A quelques pas de chez moi, j’ai été lié par le couple d’un ménage grec qui en dehors de sa langue maternelle parlant couramment le turc. Sa maison située sur mon trajet demeure–infirmerie me permettait quelquefois de m’y arrêter pour souhaiter le bonjour ou, sur son insistance, pour siroter un petit café avant de joindre mon petit hôpital. Madame X tombe malade d’une typhoïde, j’en assume fidèlement et amicalement le traitement durant une quarantaine de jours. Quelques jours après la convalescence et la guérison de la malade, le couple X m’envoie avec un garçon, en signe de remerciements et de reconnaissance pour les peines fournies et les services rendus, une belle carpette persane que « l’andouille docteur Miltiades », dans son inexpérience juvénile, se croyant lésé ou atteint dans son amitié, dans sa dignité, refuse catégoriquement malgré toutes les insistances des X à admettre leur beau geste et recevoir le bel ornement. C’était l’effet de la jeunesse inconsciente.

 

Dans ce même ordre : un beau matin, un hodja, venu en barque d’Anatolie, se présente au ‘’gouvernorat’’, muni d’une lettre de son mutessarif au gouverneur français de l’île, le priant de vouloir bien rendre service au pasteur, personne digne d’intérêt. Le gouverneur Terme dirige la lettre écrite en turc au docteur Cosmidis. Il s’agit d’un malade se plaignant au flanc gauche d’une douleur sourde demeurée jusqu’ici rebelle à tous les traitements des médecins de la région. Le mutessarif tenait à confier le patient aux soins du médecin de la base réputé pour sa compétence, ajoutait-il. Le gouverneur prie le docteur Cosmidis de prendre en main le malade recommandé et de lui prêter toute l’attention nécessaire. En bref, le patient convié à l’infirmerie se présente avec son dossier des radiographies pratiquées dans son pays. Après examen de celles-ci, j’ai soumis le malade à un examen consciencieux et très approfondi. N’ayant trouvé aucune explication somatique, lésionnelle à la présence tenace de sa douleur sourde, la base gauche se son hémithorax saine, exempte de quoique ce soit (au poumon, à la plèvre, aux bronches), la rate insensible dans ses limites normales, rien au rein gauche, et au colon gauche descendant, j’ai conclu à un trouble névrotique d’ordre psychique chez ce brave religieux. Evidemment aujourd’hui j’aurais pu faire des infiltrations, essayer une cure de vitamines B12 (inexistantes à l’époque), quelques radiations électriques, mais avec les moyens réduits, sans électricité ? J’ai fini par rapporter tout cela au gouverneur au mess, durant nos repas, en y ajoutant ma suggestion   « Faute d’électricité d’un traitement psychologique pseudo-éléctrique par jets de chlorure d’éthyle ? » L’affaire au mess prit une allure théâtrale, tourna à la rigolade, à la plaisanterie, qui décida le gouverneur à me dire avec son rare sourire aux lèvres : « Docteur, débrouillez-vous avec ce que vous jugez utile de faire, mais renvoyez le Hodja guéri, chez son protecteur. » Vous connaissez le reste, déjà exposé de vive voix verbalement.

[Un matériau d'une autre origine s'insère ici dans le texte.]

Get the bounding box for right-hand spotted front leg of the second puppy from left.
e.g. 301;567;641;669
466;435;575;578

Aidé par mon chef-infirmier Coudure, mon traitement de 3 séances, 3 jours au chlorure d’éthyle, projeté sur le flanc du Hodja, en pleine chambre noire, guérit définitivement le malade. Rentré chez lui dans son village, il m’envoya avec une lettre de remerciements un cadeau de deux sacs de noix et amandes et une dizaine de gallinacés, que dare-dare j’ai fait diriger au mess des officiers.

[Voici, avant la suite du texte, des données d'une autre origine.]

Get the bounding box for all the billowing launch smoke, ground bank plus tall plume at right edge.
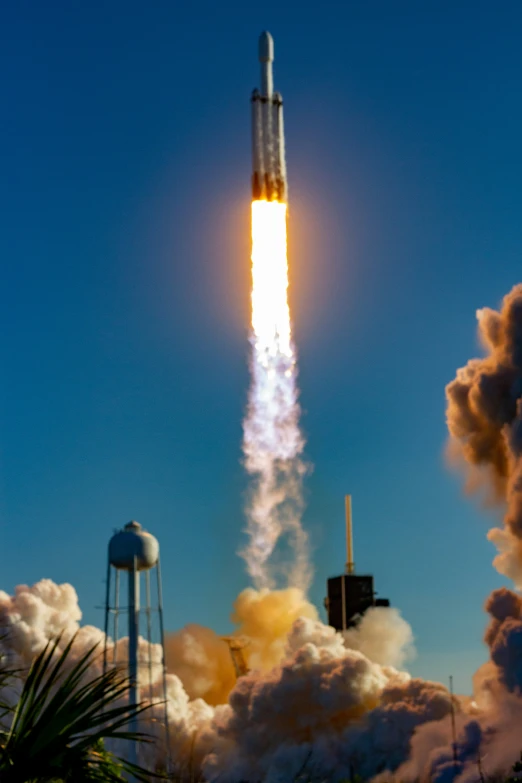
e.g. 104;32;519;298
5;287;522;783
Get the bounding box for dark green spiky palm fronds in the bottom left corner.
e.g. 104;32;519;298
0;638;161;783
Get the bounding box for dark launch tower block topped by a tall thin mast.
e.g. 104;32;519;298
324;495;390;631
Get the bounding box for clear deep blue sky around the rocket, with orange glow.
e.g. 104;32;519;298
0;0;522;690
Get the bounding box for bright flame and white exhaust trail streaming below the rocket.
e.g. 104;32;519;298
241;201;311;590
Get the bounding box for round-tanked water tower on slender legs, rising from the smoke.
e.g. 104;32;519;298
103;521;170;768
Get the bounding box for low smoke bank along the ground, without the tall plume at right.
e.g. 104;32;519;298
7;579;522;783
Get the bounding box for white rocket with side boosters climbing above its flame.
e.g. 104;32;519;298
252;32;287;201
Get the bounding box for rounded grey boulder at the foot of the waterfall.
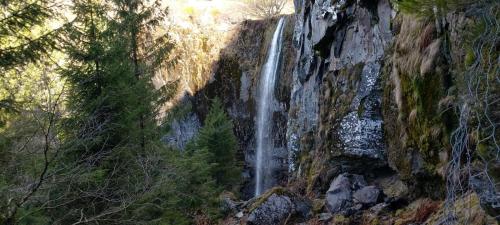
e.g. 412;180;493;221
247;193;295;225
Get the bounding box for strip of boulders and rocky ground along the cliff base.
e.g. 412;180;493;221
221;173;497;225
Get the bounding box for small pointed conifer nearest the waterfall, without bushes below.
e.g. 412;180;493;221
188;98;241;189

Plus tard, quelques semaines après, toujours d’Anatolie, je recevais avec une lettre de recommandation, accompagné de son père, un enfant de 7, 8 ans qui souffrait d’une surdité de l’oreille droite où une tumeur exubérante faisait saillie dans son conduit auditif. Je n’ai pas tardé à explorer et extraire, dans sa totalité, de cette oreille, une masse plus ou moins dure, qui consistait en un pois chiche introduit, logé depuis des années dans l’oreille de l’enfant, pois qui avait fini par grossir et germer partiellement dans cet étroit logis. Soulagé, l’enfant nous quitta à la grande satisfaction et au grand bonheur de son père.